Yesterday in the middle of a conference call, sticky, ugly, muddy water started gushing around the cracks in the bottom of the outside door into my basement office.
With hands in the air–and reminding myself that I hadn’t muted my phone!–my husband and I scrambled to grab towels (him), dirty or available clothing (me), and the huge stash of Bounty paper towels in the basement storage space.
Imagine the dialogue–“Oh, no, you don’t” as I slapped a tea towel on a pool of water seeping from under a fully soaked bath towel. “No, no, no, no, no,” and a wad of Bounty became whole rolls wedged into the door frame, turned over when one side was soaked, squeezed, and returned to continue the fight.
And just when I thought I had stemmed the tide, I saw it. Rivulets of water at the opposite end of the room, moseying from underneath the now-defeated laminate into the unfinished part of the basement, and into the crawl space where the Christmas decorations live.
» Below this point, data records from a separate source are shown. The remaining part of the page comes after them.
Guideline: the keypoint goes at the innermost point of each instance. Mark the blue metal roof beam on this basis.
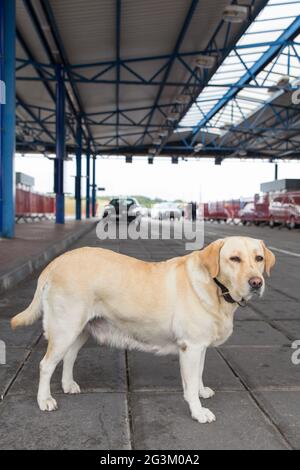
(47, 49)
(180, 39)
(118, 47)
(45, 5)
(34, 117)
(288, 35)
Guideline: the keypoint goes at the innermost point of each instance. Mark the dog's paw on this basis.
(71, 387)
(47, 404)
(204, 415)
(206, 392)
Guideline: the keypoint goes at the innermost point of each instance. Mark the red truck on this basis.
(285, 209)
(256, 212)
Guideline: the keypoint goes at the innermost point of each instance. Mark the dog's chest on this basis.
(224, 328)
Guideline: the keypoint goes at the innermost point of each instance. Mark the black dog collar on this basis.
(226, 295)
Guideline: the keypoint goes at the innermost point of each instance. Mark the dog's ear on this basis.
(269, 258)
(210, 257)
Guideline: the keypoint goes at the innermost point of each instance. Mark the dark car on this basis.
(123, 209)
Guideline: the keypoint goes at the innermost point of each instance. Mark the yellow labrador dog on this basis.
(182, 305)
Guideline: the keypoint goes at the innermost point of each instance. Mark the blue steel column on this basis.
(87, 202)
(94, 188)
(78, 169)
(60, 146)
(7, 117)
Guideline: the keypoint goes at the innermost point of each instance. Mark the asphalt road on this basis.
(134, 400)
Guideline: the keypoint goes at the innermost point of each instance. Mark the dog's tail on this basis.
(34, 311)
(31, 314)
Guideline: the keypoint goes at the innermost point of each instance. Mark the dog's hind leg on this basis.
(68, 383)
(204, 392)
(61, 338)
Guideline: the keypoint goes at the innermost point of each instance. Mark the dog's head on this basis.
(239, 264)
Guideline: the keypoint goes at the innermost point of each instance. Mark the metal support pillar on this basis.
(78, 169)
(94, 188)
(88, 199)
(60, 147)
(7, 116)
(276, 171)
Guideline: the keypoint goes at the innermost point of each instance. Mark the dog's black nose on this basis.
(255, 282)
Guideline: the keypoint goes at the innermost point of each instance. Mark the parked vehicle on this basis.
(222, 210)
(256, 212)
(33, 206)
(123, 209)
(165, 211)
(285, 209)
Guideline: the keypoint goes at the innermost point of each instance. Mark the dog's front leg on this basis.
(190, 361)
(204, 392)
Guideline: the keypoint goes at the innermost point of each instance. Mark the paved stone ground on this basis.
(134, 400)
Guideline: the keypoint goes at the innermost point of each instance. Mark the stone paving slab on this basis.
(149, 372)
(162, 421)
(96, 369)
(278, 309)
(284, 407)
(34, 246)
(264, 368)
(88, 421)
(247, 313)
(256, 333)
(291, 327)
(15, 357)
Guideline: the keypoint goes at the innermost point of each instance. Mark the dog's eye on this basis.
(236, 259)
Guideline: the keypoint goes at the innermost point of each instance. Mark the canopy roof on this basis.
(133, 81)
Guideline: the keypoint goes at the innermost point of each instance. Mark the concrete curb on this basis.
(18, 274)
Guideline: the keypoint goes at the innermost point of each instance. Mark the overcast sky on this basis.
(189, 180)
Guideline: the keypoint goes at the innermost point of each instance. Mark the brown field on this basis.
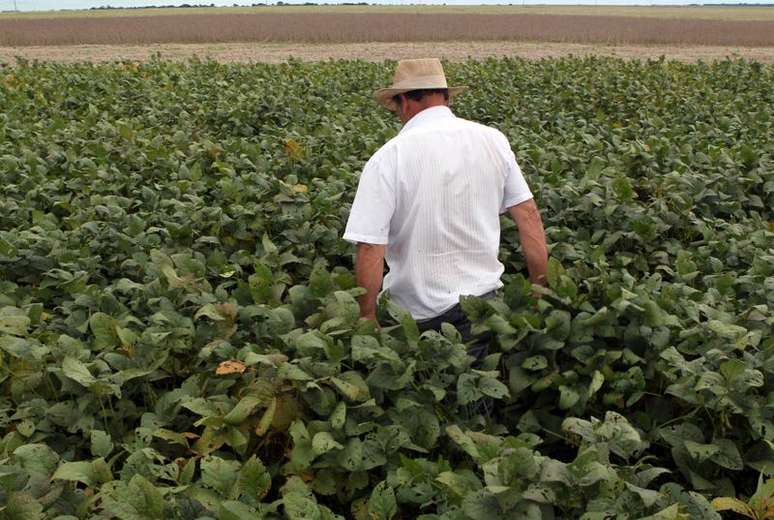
(352, 27)
(453, 51)
(706, 12)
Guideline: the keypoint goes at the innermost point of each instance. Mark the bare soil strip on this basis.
(377, 51)
(382, 27)
(705, 12)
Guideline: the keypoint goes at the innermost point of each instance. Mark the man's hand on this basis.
(369, 271)
(533, 239)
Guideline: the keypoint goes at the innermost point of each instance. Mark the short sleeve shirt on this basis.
(433, 195)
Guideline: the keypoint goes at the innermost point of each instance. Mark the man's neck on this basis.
(423, 108)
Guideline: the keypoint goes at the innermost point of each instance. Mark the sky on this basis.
(43, 5)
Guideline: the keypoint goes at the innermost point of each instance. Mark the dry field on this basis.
(379, 51)
(661, 11)
(351, 27)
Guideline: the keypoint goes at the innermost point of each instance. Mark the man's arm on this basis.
(369, 271)
(532, 238)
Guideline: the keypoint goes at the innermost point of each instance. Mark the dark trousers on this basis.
(478, 346)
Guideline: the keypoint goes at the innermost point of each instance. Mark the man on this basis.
(429, 201)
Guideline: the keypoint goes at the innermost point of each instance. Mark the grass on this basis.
(666, 12)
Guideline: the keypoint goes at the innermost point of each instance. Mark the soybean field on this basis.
(179, 332)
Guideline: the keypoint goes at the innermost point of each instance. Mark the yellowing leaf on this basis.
(230, 367)
(735, 505)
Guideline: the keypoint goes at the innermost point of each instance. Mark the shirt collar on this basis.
(427, 116)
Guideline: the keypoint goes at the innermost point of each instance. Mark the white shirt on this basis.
(433, 194)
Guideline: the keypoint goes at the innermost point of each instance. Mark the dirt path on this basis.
(454, 51)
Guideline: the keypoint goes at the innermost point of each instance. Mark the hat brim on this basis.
(384, 96)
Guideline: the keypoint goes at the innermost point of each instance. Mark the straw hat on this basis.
(414, 75)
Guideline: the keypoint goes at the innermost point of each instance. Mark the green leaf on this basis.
(90, 473)
(219, 474)
(22, 506)
(299, 501)
(701, 452)
(78, 372)
(352, 385)
(735, 505)
(535, 363)
(243, 409)
(323, 442)
(146, 498)
(104, 329)
(232, 510)
(101, 443)
(382, 504)
(493, 388)
(254, 481)
(553, 272)
(339, 416)
(37, 458)
(13, 321)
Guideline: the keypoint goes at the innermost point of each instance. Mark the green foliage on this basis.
(179, 333)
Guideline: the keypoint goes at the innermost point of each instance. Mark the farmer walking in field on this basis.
(429, 202)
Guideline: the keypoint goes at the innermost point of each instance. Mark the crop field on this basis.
(179, 332)
(329, 26)
(704, 12)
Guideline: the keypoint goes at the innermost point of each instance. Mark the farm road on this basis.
(378, 51)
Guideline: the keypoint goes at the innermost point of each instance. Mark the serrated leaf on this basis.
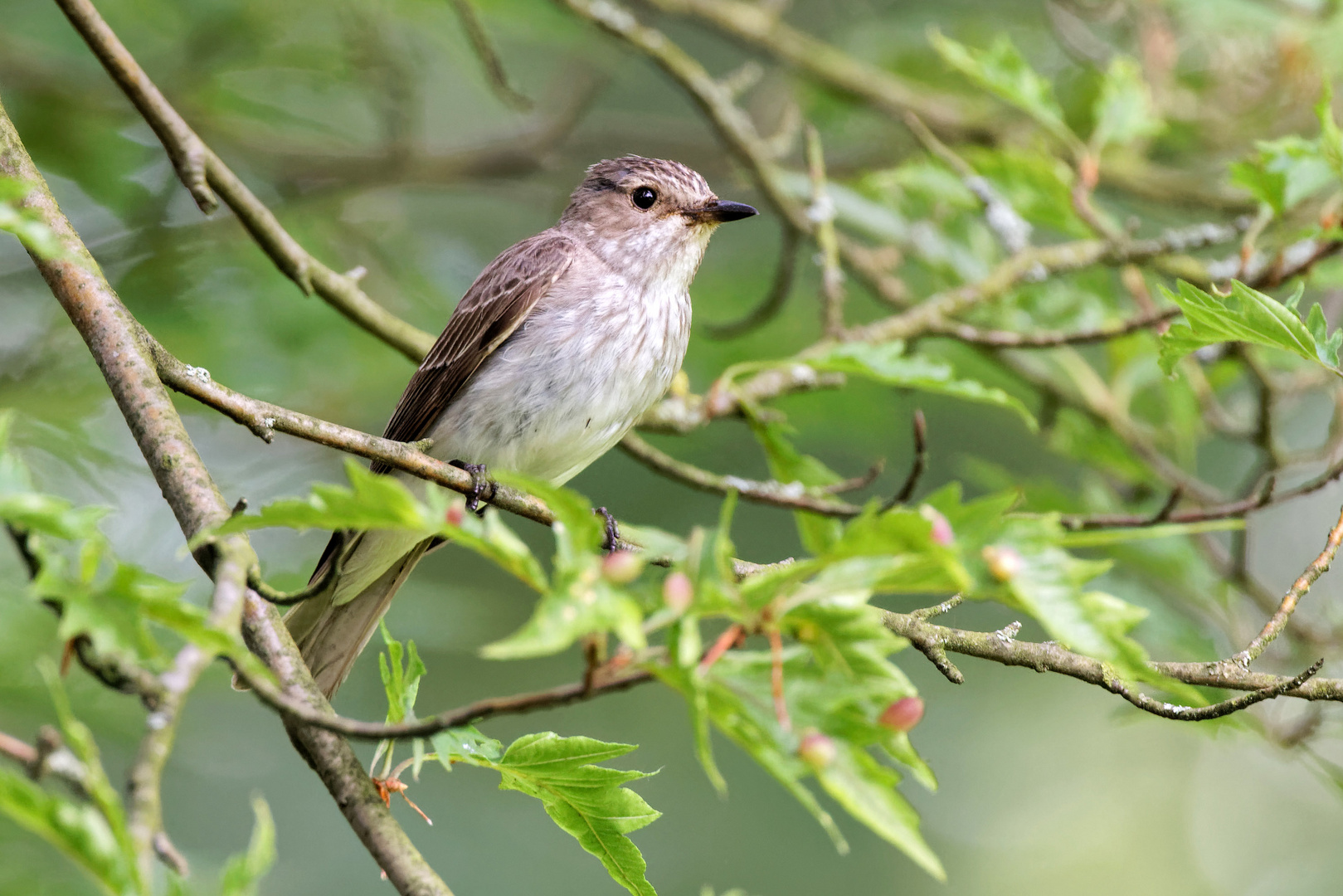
(370, 503)
(93, 835)
(577, 605)
(1002, 71)
(465, 744)
(868, 791)
(887, 363)
(401, 683)
(1245, 316)
(27, 226)
(1124, 110)
(587, 801)
(789, 465)
(243, 872)
(75, 829)
(1282, 173)
(1331, 139)
(577, 599)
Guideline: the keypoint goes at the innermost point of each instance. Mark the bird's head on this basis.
(648, 217)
With a mad dash to move the Christmas decorations to higher and safer ground, I had to relinquish control. I finally realized that there was little more I could do than clean up and respect the power of the river of water that a fast moving storm had created in my yard and then my basement.
As a sometime liturgist and catechist, I talk a lot about the power of symbols–water, light, fire–and both the good and bad they can do. Hence, their power.
Yesterday was a brief reminder that sometimes the only thing we as leaders can do is respect the power of nature, and not try to control it. At least, not now. Sometimes things are just bigger and more powerful than we are. And that’s okay.
Our basement will live to see another day–probably with a new floor. And so will I, a little worn out, but still here, still ready, still respectful.